She was just about to sit down when Jonah asked his question. Immediately she walked away from the barstool and pointed a stern finger at him. “Do not speak his name around me right now if you expect to keep all your fingers and toes, Jonah Mason. I will cut them off out of pure, unadulterated annoyance. Don’t push me.”
We all watched her stomp into the kitchen, cursing Charlie the entire way. On second thought, maybe Charlie wasn’t milking his surgery but simply avoiding Hurricane Ada. Because yeah... I’d be scared to come back to work too.
Honestly, I knew we were lucky to still have Ada. And Miles, for that matter. Although we were more reliant on Ada’s full-time position, so she would have been the bigger loss.
I wasn’t even sure we could run Craft without her. She did so much and was in charge of so much that without her, we’d be irrevocably fucked.
“Wow,” Jonah said with a whistle through his teeth. “What did I miss?”
Oh, just about five years of choking sexual tension, constant bickering, and two people who loved each other and also really hated each other. But out loud, I said, “I think she’s still pissed at Charlie for not taking care of himself.”
He gave me a wide-eyed look. “You think?”
I couldn’t help but laugh. I bumped his shoulder with my shoulder. Everything he did was funny. And flirty. And... Will was watching us.
I straightened and took a sip of my drink. “This might be too sweet for you,” I told Jonah. “But I think it’s delicious.”
Will slid another one in Jonah’s direction. “What are you doing here tonight? I’m surprised to see you since you’ve been so swamped with work lately.”
My cheeks turned a brighter shade of red. Is that what he’d told Will?
“Is Lola here?” Jonah asked, doing a big, fake look around the room.
“Yeah, she’s in the back taking a break.” Will went back to scrubbing the clean countertops.
In an attempt to change the subject, Jonah said, “Did you hear that The Social Club is closing?”
Will and I both straightened to attention. That was big news. The Social Club, or TSC as locals called it, had been the new thing in Durham last summer. We’d all been there and had a great time.
They were a cocktail bar and changed their menu seasonally as we did. But they’d been all modern and trendy with lots of curated corners and styled backdrops. They used their cute spots to blast themselves all over social media. Everyone loved posting their hashtags with filtered pictures of themselves in front of their selfie spots. It was genius, free marketing.
And it had worked. When we went in late August, we’d had to wait an hour and twenty minutes before they let us in. And then we didn’t get a table for another hour after that. By the time we sat down, I’d been famished, only to find out they didn’t have a kitchen.
But they did have a platter of free bar snacks. We’d been shocked when they’d come out with huge bowls of fancy olives, asiago cheese crackers, and artisan nuts. We’d been so hungry that we asked for a second round. They hadn’t batted an eye.
“Was it the free snacks?” I asked solemnly.
Jonah nearly spit out his drink. “Yes, how did you know?”
“Lucky guess.”
He smiled at me, his gaze holding me captive and looking at me like... I didn’t know like what. Nobody had ever looked at me like that before.

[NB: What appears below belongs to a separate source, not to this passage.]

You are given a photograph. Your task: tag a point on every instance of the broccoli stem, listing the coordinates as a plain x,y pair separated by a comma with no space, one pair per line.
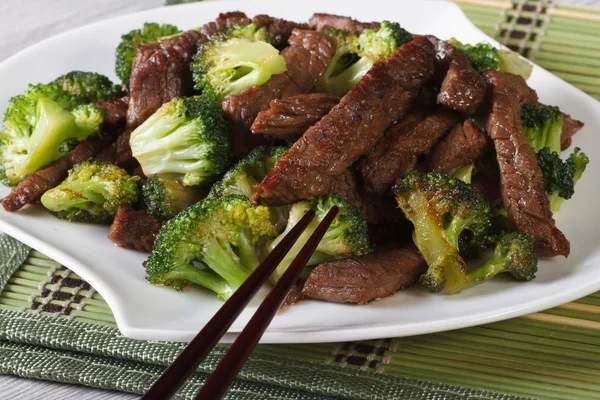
247,249
222,260
441,256
202,277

Will made a thoughtful sound from the other side of the bar, shattering our moment. “It had to be more than the snacks,” he mused. “Their cocktails were expensive, and there was always a line out the door.”
“It was poorly managed,” Jonah put in, jumping back to reality like we weren’t hiding this huge secret from Will. From everyone. “That’s the rumor anyway. They spent too much. And they were way overstaffed.”

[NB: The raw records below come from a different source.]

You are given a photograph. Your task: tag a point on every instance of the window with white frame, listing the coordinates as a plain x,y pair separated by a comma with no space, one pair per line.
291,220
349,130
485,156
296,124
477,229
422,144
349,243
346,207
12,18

“Dang, it’s so hard to make it in this biz.” I sighed.
Will nodded. “No joke. It’s hard to find that balance of having enough employees so you don’t kill yourself or run people off and being able to pay them.”
Oh, shit. “That reminds me...” I gave Will my best repentant puppy eyes. “Case needs someone in the kitchen. He’s losing it. I put an ad on Indeed and talked to Bob to make sure we could afford to hire someone else. I have interviews starting tomorrow.”

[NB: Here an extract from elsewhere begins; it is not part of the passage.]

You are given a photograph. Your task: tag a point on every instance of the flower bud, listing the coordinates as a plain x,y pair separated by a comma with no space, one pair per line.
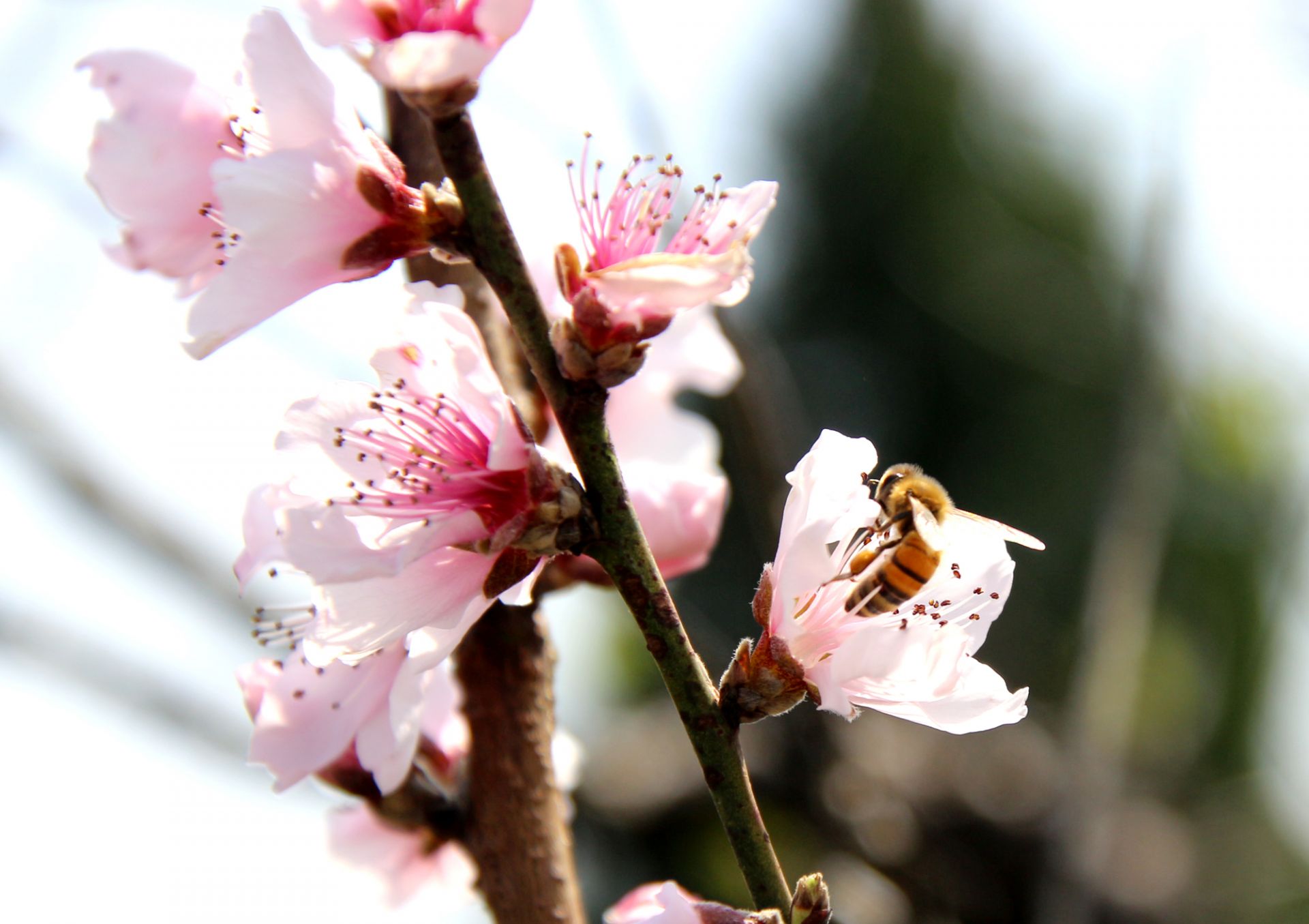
812,905
762,602
762,681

Will looked as though he might have accidentally swallowed his tongue. “You did what?”
“He threatened to quit. Several times. And I see him struggling back there. We can’t just close the kitchen every time he’s not here. It’s getting its own reputation. People aren’t just coming for the drinks anymore, they’re coming for his food. But he deserves a day off every once in a while.”
Will took a deep, meditative breath... and then launched his attack. “Eliza, people come here for Case’s food. Is he going to make an official menu? Train this new staff to replicate what he does? Is he now the head chef and can tell everyone what to do? Or are you thinking these people are coming in as equals? What about pay?”